Step 1: Protonation (activation of the strained σ bond)

H₃O⁺ protonates the bicyclobutane (effectively at/into the very strained central bond).

This generates a bicyclobutonium ion (a nonclassical, bridged cation).
Think of it as the bicyclobutane analogue of a protonated alkene: you've created a cationic "σ-complex".

Step 2: Strain-release ring opening → the more stable carbocation

One of the bicyclobutane C–C bonds cleaves to relieve strain, giving a cyclopropylcarbinyl cation (often in equilibrium with a bicyclobutonium form).

Regioselectivity: the bond breaks in the direction that places the positive charge at the substituted carbon (the carbon bearing the alkyl chain and the methyl group), because that gives the most stabilized (tertiary) carbocation character.

At this point you have exactly the cationic center that, when trapped, becomes the carbon bearing OR in the product.

Step 3: Nucleophilic capture by the alcohol (ROH)

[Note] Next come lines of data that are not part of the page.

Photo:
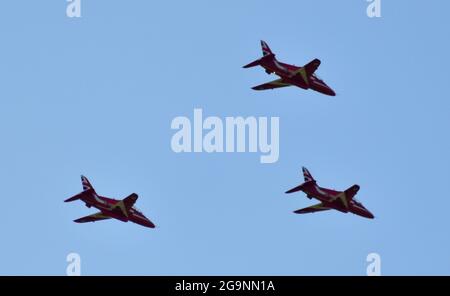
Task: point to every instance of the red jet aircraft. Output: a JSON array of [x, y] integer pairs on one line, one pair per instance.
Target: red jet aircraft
[[122, 210], [342, 201], [302, 77]]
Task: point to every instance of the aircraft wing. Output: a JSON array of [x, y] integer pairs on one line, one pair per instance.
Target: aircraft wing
[[92, 218], [271, 85], [312, 209]]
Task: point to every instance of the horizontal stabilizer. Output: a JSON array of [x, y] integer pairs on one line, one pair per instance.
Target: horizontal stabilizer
[[271, 85], [298, 188], [92, 218], [79, 195], [253, 64], [312, 209]]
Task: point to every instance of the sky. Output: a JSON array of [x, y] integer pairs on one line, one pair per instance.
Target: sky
[[96, 95]]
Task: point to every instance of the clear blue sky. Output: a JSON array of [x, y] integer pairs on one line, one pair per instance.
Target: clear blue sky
[[96, 96]]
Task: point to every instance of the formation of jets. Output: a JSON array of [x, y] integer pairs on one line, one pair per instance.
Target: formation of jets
[[303, 77], [122, 210], [343, 201]]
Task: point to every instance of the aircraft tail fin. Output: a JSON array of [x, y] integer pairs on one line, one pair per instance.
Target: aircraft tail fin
[[351, 192], [307, 175], [130, 200], [312, 67]]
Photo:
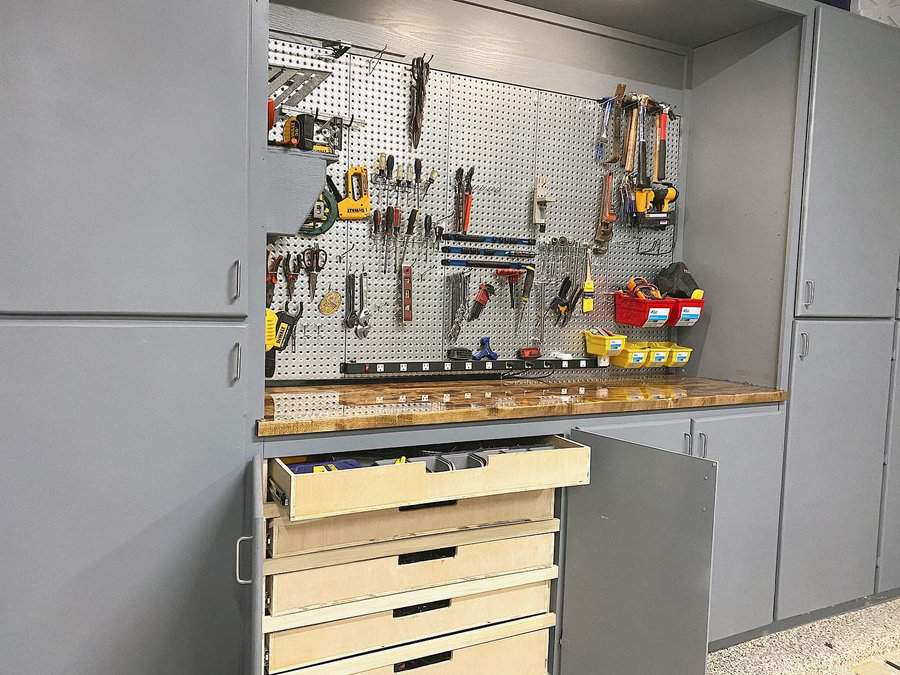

1-propanol attacks the carbocation center (the substituted carbon) to form the new C–O bond.

This gives an oxonium ion (R–O⁺H attached to the carbon skeleton).

Step 4: Deprotonation (regenerate acid)

Water (or another ROH) removes the proton from the oxonium ion.

Product is the ring-opened cyclopropane ether shown, and H₃O⁺ is regenerated (acid-catalyzed).

Notes that help you justify B

The cyclopropane ring in the product is the "residue" of bicyclobutane after selective bond cleavage (strain release).

The alkyl chloride chain is spectator here (it doesn't ionize under these conditions relative to the bicyclobutane activation).

If the nucleophile were H₂O instead of ROH, you'd get the analogous alcohol at the same carbon.